Si sale fra i boschi di castagni, sotto un terso cielo invernale; intorno le montagne innevate splendono al sole. L’unico suono è lo scricchiolio delle foglie d’autunno sotto i passi.
Con noi un partigiano ultranovantenne ed un bimbo di poche settimane, ben protetto dal freddo tra le braccia del padre.
Ci accoglie la breve radura protetta dagli alberi sui quali domina un vecchio castagno, che sicuramente conserva, nel segreto del proprio cuore verde, la memoria di quell’otto dicembre 1943 , il giorno del giuramento partigiano della Garda, col quale nacque la prima formazione partigiana della Valle, una delle prime d’Italia.
Di quella giornata esiste una fotografia: giovani schierati in una fila che dovrebbe essere militarescamente ordinata, ma che conserva una spontaneità per nulla militaresca. Se qualcuno indossa ancora i panni della leva interrotta l’8 settembre, la maggior parte porta gli indumenti dei figli della montagna. Qualche cappello alpino, ma i più col passamontagna. C’è qualche fucile da esibire a presentat arm, ma la stragrande maggioranza ha solo la propria giovanile ribellione.
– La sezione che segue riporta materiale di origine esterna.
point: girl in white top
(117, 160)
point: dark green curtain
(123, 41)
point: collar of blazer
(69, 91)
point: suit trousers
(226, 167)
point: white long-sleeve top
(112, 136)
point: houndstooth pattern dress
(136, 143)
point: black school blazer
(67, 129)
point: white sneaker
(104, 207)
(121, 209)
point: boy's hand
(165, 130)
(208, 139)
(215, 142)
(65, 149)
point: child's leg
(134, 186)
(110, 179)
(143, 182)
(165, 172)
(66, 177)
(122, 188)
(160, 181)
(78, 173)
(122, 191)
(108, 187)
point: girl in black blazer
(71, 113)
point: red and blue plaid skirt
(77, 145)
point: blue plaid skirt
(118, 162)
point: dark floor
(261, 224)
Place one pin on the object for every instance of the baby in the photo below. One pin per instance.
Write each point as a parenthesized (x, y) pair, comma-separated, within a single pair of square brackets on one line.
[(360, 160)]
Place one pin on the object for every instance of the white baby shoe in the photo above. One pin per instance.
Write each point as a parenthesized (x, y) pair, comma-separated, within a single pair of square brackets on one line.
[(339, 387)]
A ricordare quei tempi è Ugo Berga, uno dei ragazzi di allora. Parla per ultimo, dopo gli oratori ufficiali ed il saluto del giovane georgiano giunto in Valsusa seguendo i ricordi di suo nonno partigiano. Poche parole, lontane dalla retorica, capaci di riportare di quei tempi l’utopia, l’urgenza libertaria. Racconta dei compagni trucidati nelle imboscate fasciste o deportati nei lager; parla dei loro sogni adolescenti, ma anche di una Resistenza viva più che mai, della lotta civile che, accanto alla lotta armata, fu forza invincibile e continua ad esserlo, nella nostra Valle come in ogni parte del mondo, là dove esistono ingiustizia e sopraffazione del più forte sul più debole.
Ugo, il più anziano e il più giovane di tutti noi, capace di commuovere e di dare coraggio.
Intorno, le bandiere partigiane si muovono al vento che fischia, ora come allora.